Around that time, I heard a phrase that, though a commonplace to many, I don’t remember having heard before: “Salvation has three tenses: I have been saved. I am being saved. I will be saved.” Salvation is a process, though it may begin with an event.

It would help us if we viewed vocation in similar ways: “I have been called. I am being called. I will continue be called.” Salvation and vocation flow from the same font. We rise from the river of grace with both: drawn by the love of God to follow Jesus, we confess or confirm faith, the Spirit descends on us with gifts to share with the world, and we receive the assurance of our identity as God’s beloved children. Baptism is immersion in salvation; it is also original ordination to vocation. We are made a part of the priesthood of all believers. We are saved; we are called.      

Some people experience, as I did, an intensification and specification of that calling. We say “yes” to a summons we hear to “the ministry.” Ordination often follows, signifying and sealing our discernment and the discernment of a community of Jesus-followers, that we have been called. Ordination confers a role, or roles, and responsibilities which mark us as “clergy.”
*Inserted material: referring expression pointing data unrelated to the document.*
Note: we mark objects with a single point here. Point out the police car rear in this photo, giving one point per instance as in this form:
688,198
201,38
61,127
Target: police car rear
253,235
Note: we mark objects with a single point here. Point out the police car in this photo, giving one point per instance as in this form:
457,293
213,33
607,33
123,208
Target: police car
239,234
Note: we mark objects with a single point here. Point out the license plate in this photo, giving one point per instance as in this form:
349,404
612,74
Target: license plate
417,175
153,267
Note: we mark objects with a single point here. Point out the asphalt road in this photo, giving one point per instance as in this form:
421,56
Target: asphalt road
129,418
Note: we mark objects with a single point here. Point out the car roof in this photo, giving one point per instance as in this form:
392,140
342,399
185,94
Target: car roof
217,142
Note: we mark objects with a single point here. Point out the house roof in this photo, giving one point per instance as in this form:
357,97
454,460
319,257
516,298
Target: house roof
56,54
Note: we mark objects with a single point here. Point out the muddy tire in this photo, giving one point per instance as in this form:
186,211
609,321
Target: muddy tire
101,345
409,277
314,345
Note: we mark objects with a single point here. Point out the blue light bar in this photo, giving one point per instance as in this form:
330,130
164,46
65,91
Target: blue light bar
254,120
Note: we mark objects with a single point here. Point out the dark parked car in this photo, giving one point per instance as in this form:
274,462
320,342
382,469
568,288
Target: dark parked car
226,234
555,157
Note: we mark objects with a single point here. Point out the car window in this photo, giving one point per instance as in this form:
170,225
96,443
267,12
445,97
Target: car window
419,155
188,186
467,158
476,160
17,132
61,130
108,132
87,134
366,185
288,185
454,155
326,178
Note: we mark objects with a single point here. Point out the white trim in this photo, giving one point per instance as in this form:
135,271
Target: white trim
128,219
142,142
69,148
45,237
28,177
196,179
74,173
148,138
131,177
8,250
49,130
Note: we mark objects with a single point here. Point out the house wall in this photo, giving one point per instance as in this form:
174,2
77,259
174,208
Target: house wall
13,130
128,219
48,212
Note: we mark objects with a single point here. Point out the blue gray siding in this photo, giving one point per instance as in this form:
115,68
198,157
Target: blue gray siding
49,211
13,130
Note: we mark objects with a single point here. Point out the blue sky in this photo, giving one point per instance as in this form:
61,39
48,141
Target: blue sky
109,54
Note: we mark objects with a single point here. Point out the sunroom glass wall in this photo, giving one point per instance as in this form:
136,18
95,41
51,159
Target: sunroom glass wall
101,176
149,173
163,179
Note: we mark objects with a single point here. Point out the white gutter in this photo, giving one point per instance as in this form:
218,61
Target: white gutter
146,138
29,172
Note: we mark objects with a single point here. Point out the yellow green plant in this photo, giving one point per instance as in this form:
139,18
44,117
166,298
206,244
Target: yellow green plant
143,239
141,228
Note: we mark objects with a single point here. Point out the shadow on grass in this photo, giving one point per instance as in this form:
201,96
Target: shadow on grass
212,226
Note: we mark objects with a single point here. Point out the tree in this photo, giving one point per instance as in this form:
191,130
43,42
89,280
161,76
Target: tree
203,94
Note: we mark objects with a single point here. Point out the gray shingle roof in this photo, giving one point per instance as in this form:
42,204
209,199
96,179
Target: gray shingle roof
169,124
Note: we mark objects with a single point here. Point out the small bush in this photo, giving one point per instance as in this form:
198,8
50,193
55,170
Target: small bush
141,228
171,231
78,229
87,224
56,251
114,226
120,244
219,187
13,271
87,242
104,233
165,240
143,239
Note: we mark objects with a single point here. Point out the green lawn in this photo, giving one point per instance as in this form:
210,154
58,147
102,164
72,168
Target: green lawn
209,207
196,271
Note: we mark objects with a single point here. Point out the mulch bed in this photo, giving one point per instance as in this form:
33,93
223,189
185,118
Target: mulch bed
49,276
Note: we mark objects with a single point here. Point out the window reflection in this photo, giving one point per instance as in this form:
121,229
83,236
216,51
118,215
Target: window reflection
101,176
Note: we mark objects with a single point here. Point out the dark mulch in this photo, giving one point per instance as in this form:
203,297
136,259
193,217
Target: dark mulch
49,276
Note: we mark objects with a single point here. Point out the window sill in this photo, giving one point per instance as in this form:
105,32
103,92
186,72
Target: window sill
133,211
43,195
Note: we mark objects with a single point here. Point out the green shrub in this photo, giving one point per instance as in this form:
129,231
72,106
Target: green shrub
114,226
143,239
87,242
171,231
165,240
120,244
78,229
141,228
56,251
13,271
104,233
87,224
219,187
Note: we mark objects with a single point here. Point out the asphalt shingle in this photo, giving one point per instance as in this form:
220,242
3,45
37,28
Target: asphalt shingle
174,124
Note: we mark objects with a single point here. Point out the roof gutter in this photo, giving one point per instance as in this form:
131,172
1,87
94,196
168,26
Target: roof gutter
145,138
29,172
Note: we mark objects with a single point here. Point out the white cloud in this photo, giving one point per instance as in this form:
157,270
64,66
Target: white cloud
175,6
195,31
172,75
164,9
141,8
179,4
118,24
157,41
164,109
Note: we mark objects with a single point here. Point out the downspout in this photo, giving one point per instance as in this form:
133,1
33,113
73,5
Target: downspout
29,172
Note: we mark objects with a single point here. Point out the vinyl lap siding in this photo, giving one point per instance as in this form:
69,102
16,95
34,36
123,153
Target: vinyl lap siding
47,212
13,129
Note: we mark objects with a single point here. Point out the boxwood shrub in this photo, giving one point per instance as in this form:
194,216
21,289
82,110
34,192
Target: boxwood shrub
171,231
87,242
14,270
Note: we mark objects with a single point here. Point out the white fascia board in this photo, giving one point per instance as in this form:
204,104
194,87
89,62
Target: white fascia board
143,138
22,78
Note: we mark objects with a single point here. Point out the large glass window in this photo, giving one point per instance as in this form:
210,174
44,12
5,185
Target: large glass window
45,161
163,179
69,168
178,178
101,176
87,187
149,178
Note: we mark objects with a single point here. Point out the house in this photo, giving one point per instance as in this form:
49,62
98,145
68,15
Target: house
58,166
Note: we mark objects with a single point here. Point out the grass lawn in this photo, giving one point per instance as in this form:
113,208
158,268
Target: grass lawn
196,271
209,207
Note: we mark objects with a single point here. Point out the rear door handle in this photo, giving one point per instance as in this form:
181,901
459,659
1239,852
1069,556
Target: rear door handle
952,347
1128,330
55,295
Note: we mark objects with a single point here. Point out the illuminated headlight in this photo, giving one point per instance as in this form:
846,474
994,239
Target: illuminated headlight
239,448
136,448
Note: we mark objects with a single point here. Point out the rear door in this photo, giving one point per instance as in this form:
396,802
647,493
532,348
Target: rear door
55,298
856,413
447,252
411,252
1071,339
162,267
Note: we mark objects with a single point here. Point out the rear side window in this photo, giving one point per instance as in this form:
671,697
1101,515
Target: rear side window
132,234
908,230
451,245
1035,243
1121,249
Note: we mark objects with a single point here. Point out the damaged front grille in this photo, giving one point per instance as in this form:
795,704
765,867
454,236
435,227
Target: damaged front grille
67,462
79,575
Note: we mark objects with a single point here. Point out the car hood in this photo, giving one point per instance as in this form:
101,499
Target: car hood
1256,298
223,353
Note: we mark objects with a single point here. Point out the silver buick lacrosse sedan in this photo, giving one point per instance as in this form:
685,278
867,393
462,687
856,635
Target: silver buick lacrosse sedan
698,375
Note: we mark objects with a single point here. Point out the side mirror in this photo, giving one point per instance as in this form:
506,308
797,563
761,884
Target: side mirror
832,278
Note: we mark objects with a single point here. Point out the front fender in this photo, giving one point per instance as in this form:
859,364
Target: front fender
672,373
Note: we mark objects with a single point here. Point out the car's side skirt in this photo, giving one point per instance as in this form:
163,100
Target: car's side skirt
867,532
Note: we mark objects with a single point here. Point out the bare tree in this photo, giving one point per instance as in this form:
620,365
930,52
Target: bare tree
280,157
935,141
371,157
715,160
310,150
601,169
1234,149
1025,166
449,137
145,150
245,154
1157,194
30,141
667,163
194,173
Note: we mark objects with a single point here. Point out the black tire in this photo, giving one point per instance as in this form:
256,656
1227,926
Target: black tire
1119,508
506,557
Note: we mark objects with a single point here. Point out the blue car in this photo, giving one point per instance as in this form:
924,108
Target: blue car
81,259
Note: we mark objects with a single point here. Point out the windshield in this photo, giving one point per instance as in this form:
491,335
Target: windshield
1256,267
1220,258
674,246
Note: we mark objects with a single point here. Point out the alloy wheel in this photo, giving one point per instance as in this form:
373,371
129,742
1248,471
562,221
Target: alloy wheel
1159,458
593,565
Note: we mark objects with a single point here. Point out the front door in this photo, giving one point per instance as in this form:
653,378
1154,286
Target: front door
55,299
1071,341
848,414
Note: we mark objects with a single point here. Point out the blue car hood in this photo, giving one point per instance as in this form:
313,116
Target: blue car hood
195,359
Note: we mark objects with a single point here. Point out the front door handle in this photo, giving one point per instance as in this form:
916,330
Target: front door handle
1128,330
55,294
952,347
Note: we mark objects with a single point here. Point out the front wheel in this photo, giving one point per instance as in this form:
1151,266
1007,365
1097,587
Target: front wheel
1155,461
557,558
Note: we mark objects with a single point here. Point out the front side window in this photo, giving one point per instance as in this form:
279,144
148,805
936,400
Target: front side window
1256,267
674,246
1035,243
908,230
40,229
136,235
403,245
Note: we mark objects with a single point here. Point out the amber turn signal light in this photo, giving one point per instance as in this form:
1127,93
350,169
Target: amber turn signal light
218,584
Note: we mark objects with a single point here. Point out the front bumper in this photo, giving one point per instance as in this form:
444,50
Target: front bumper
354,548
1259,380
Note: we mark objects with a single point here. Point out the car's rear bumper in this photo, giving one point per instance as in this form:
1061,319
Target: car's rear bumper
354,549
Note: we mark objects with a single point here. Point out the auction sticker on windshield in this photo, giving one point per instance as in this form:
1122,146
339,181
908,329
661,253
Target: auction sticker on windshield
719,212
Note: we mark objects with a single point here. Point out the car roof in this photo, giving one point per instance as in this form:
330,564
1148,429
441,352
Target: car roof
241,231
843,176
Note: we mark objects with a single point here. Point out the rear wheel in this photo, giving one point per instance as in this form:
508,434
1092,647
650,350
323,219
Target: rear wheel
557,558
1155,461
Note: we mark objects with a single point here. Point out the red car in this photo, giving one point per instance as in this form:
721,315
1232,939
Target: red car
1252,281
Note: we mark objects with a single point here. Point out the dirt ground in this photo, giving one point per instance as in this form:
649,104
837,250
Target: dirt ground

I think vocation, like salvation, is a process, more than an event. It’s certainly not a transaction; it’s a conversation. Not only have we been called; we are being called, and we will continue to be called. Over the years of a clergy vocation, there are moments, perhaps long seasons, when the roles and responsibilities given to us by the laying on of hands, or our ways of carrying them, or both, can leave us uncertain about the core identities and gifts of salvation: Jesus-follower and beloved child of God. When our perception of vocation threatens our experience of salvation, calling is likely changing.

Almost everyone has heard Frederick Buechner’s wise aphorism about calling: “The place God calls you is the place where your deep gladness and the world’s deep hunger meet.” If, over the long haul, there is no longer pervasive joy, only our own craving emptiness, it might be that we are no longer in “the place” of our calling.

Jesus promised that, as we wear his yoke, doing the work he has invited to do, we will find “rest for our souls.” If there is never rest, only unremitting busyness and exhaustion, we are almost certainly no longer be wearing a yoke Jesus calls us to wear.

We are being called and will continue to be called, and it is baptism which gives us our permanent identity, not ordination. Salvation is the heart of vocation. We are freer than we know, or, at least, than we claim: to listen for changes in our calling, even dramatic ones, because we have been saved, are being saved, and will be saved.